Banks paid 6.5 percent for 40 billion yuan of six-month deposits from the Finance Ministry at an auction yesterday, the highest rate since March 2012 and up from 4.8 percent at the previous sale on May 23. The yield on top-rated commercial banks’ six-month debt was 5.87 percent yesterday, the highest since 2007 and 199 basis points more than at the start of this month, ChinaBond data show.
The monetary authority has refrained from conducting reverse-repurchase agreements, which inject funds, since February. Bill and repo redemptions, which also add capital to the banking system, will decline to 25 billion yuan next week, from 32 billion yuan this week, according to data compiled by Bloomberg. Redemptions will total 46 billion yuan in the first two weeks of July, the data show.
Policy makers could be taking advantage of tight funding to “punish” some small banks, which previously used low interbank rates to finance purchases of higher-yielding bonds, Bank of America Merrill economists led by Lu Ting wrote in a report yesterday. Tight interbank liquidity could last until early July, according to the report.
“Some smaller banks that are liquidity constrained will face higher funding costs,” analysts including Mike Werner at Sanford C. Bernstein and Co. in Hong Kong wrote in a report today. “They may need to offload assets at unfavorable prices if they fail to secure short-term funding.” Bernstein has underperform ratings on the shares of China Merchants Bank Co. (3968) and China Minsheng Bank Corp.
Industrial Bank Co. (601166), Ping An Bank Co. and Huaxia Bank Co. are all rated ‘b’ in terms of viability by Fitch Ratings, the 15th highest of 20 rankings.

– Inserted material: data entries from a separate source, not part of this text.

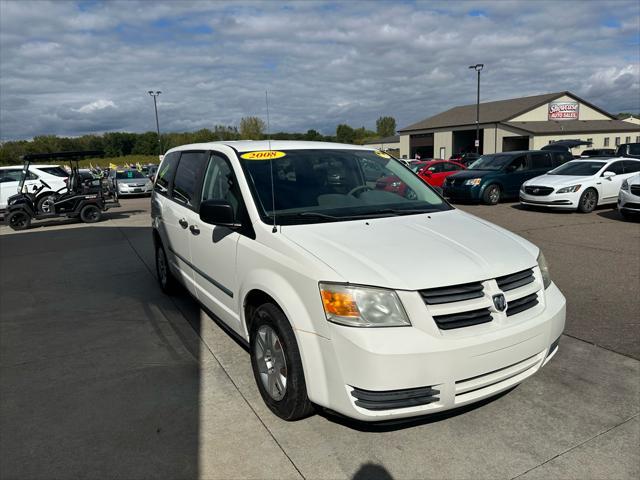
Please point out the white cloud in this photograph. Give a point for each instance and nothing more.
(97, 105)
(323, 63)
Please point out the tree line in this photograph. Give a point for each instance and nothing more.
(119, 144)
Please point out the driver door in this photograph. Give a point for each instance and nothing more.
(610, 186)
(213, 248)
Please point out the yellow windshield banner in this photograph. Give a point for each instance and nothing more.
(263, 155)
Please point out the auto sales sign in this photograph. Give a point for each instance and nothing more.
(564, 110)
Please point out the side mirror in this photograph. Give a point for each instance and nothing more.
(218, 212)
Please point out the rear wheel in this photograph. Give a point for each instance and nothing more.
(276, 364)
(45, 204)
(588, 201)
(18, 220)
(90, 214)
(491, 195)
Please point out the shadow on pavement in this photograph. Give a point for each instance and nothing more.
(100, 374)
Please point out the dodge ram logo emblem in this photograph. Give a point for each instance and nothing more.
(500, 302)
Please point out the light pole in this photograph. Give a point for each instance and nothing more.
(155, 106)
(478, 67)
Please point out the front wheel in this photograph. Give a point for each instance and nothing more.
(18, 220)
(491, 195)
(90, 214)
(276, 364)
(588, 201)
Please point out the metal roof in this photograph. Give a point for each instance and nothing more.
(575, 126)
(492, 112)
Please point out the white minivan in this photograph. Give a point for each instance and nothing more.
(373, 303)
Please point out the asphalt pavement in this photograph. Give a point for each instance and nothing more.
(104, 376)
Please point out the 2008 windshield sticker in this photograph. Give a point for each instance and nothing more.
(263, 155)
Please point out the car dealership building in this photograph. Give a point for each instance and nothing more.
(516, 124)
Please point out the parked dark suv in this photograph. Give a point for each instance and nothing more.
(629, 150)
(499, 176)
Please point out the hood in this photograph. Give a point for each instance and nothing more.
(141, 181)
(413, 252)
(557, 180)
(466, 174)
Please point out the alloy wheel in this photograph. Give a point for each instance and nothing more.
(272, 365)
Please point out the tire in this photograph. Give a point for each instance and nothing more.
(588, 201)
(168, 283)
(276, 364)
(45, 204)
(90, 213)
(491, 194)
(18, 220)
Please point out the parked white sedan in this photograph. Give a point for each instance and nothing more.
(579, 185)
(629, 197)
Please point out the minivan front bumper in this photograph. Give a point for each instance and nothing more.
(385, 373)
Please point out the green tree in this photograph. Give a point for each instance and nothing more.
(251, 128)
(344, 133)
(386, 126)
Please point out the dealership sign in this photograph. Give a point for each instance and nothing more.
(564, 110)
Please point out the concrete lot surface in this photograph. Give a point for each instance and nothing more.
(102, 376)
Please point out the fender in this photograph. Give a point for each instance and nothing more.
(310, 342)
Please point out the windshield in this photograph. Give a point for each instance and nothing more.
(491, 162)
(331, 185)
(578, 168)
(129, 174)
(57, 171)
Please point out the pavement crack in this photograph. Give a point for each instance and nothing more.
(578, 445)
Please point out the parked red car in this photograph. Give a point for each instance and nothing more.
(436, 171)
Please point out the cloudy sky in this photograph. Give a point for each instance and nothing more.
(76, 67)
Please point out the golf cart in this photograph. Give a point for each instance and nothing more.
(85, 199)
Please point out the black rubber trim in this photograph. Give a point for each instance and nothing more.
(463, 319)
(203, 275)
(455, 293)
(391, 399)
(515, 280)
(522, 304)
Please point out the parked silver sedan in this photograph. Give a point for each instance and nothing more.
(131, 182)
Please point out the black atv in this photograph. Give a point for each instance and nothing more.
(84, 199)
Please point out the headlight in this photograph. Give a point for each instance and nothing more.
(362, 306)
(544, 269)
(571, 189)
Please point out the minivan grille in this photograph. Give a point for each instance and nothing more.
(391, 399)
(540, 191)
(522, 304)
(463, 319)
(515, 280)
(455, 293)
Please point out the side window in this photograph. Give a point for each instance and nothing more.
(631, 167)
(10, 175)
(189, 171)
(220, 182)
(518, 164)
(615, 167)
(165, 173)
(540, 161)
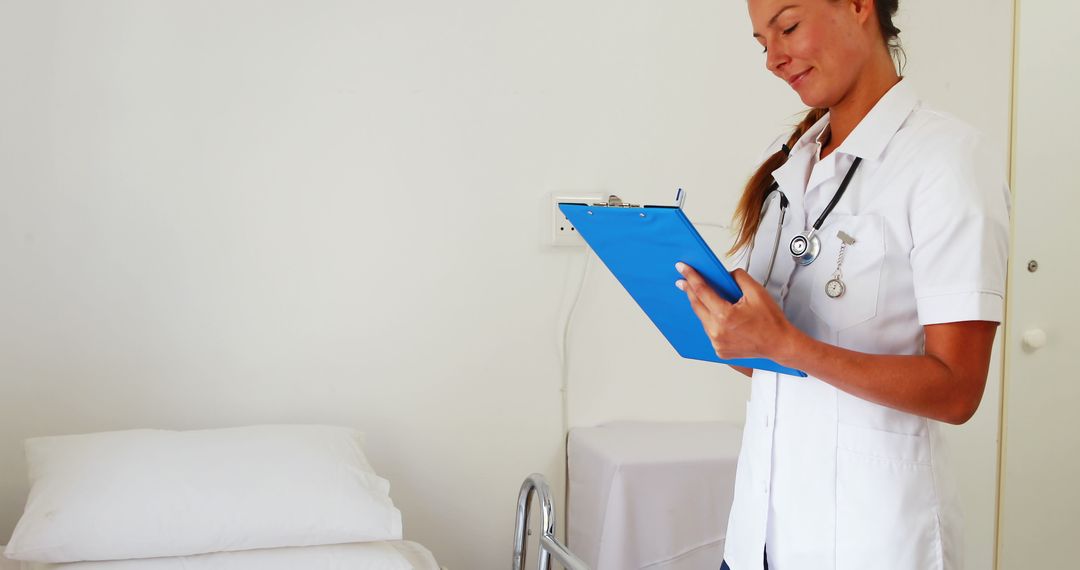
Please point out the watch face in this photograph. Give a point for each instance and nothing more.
(835, 288)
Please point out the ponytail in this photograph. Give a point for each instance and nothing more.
(748, 213)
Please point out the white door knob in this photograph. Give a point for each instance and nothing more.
(1035, 339)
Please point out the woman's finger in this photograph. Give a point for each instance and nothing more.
(703, 290)
(706, 317)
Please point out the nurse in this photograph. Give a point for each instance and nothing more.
(893, 319)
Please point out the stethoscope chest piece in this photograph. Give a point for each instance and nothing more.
(805, 247)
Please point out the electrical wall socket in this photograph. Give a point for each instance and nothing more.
(563, 233)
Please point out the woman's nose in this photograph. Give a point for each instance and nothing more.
(775, 58)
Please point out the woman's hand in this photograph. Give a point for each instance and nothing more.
(753, 327)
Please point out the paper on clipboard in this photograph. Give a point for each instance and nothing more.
(640, 246)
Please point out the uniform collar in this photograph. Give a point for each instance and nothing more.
(875, 131)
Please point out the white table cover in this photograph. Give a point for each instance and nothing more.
(651, 496)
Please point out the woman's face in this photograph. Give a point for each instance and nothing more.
(817, 46)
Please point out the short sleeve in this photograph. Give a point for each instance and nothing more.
(959, 221)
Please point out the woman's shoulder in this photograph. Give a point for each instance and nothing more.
(939, 135)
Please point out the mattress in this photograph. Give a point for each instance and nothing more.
(393, 555)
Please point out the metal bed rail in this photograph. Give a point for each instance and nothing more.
(550, 546)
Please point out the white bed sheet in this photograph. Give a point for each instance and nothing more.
(392, 555)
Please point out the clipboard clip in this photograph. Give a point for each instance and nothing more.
(615, 201)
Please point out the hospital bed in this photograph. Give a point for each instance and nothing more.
(253, 498)
(393, 554)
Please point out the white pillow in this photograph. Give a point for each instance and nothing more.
(148, 493)
(366, 555)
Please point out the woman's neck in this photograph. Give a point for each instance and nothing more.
(844, 117)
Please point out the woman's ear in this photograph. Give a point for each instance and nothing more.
(863, 10)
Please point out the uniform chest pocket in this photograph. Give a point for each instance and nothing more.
(860, 270)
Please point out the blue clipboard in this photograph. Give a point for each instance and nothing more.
(640, 246)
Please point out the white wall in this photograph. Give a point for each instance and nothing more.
(218, 213)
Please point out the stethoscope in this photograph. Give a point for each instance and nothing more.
(806, 246)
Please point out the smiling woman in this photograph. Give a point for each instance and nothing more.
(886, 287)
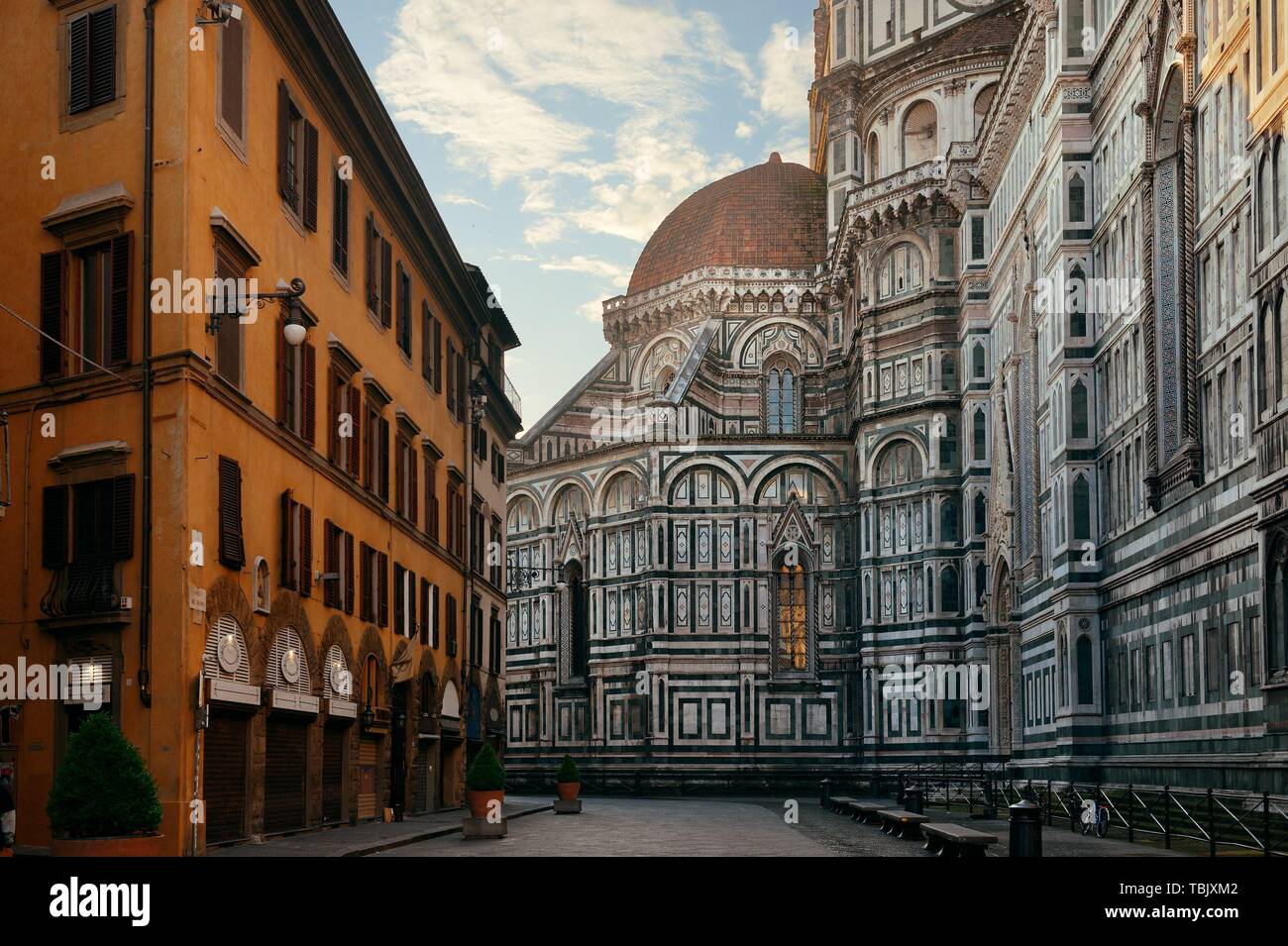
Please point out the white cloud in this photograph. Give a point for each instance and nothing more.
(592, 265)
(498, 82)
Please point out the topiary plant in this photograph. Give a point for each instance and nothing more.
(485, 773)
(568, 771)
(103, 788)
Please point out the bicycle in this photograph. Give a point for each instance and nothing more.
(1095, 817)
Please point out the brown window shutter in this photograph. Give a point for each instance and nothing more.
(231, 51)
(348, 573)
(330, 563)
(287, 572)
(309, 412)
(123, 517)
(333, 409)
(399, 598)
(283, 123)
(438, 356)
(232, 551)
(305, 551)
(310, 176)
(382, 567)
(373, 301)
(356, 433)
(365, 562)
(54, 553)
(102, 55)
(382, 473)
(120, 302)
(53, 315)
(426, 338)
(424, 611)
(412, 488)
(386, 274)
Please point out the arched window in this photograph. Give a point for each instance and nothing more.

The grade suggests “highly speculative fundamental credit quality” with weak prospects, according to Fitch’s rating definitions. China Citic Bank Corp. and China Everbright Bank Co. (601818) are rated one step higher at ’b+’, according to a June 18 report by Fitch that showed Everbright Bank had the highest reliance on loan repayments to meet short-term cash obligations as of mid-2012.
Chinese regulators are forcing trust funds and wealth managers to shift assets into publicly traded securities as they seek to curb lending that doesn’t involve local banks, so-called shadow banking, according to Fitch.
The cash crunch brought about by the PBOC is “certainly a lot more swift and arguably more effective in reining in the growth of shadow credit but it does create a lot of repayment risk,” Charlene Chu, Fitch’s head of China financial institutions, said today on the sidelines of a conference in Sydney. “There is potential for unintended consequences and policy missteps.”
The cost of insuring China’s sovereign debt using five-year credit-default swaps increased 31 basis points, the most since November 2008, to 134 yesterday in New York, according to data provider CMA, which compiles prices quoted by dealers in the privately negotiated market.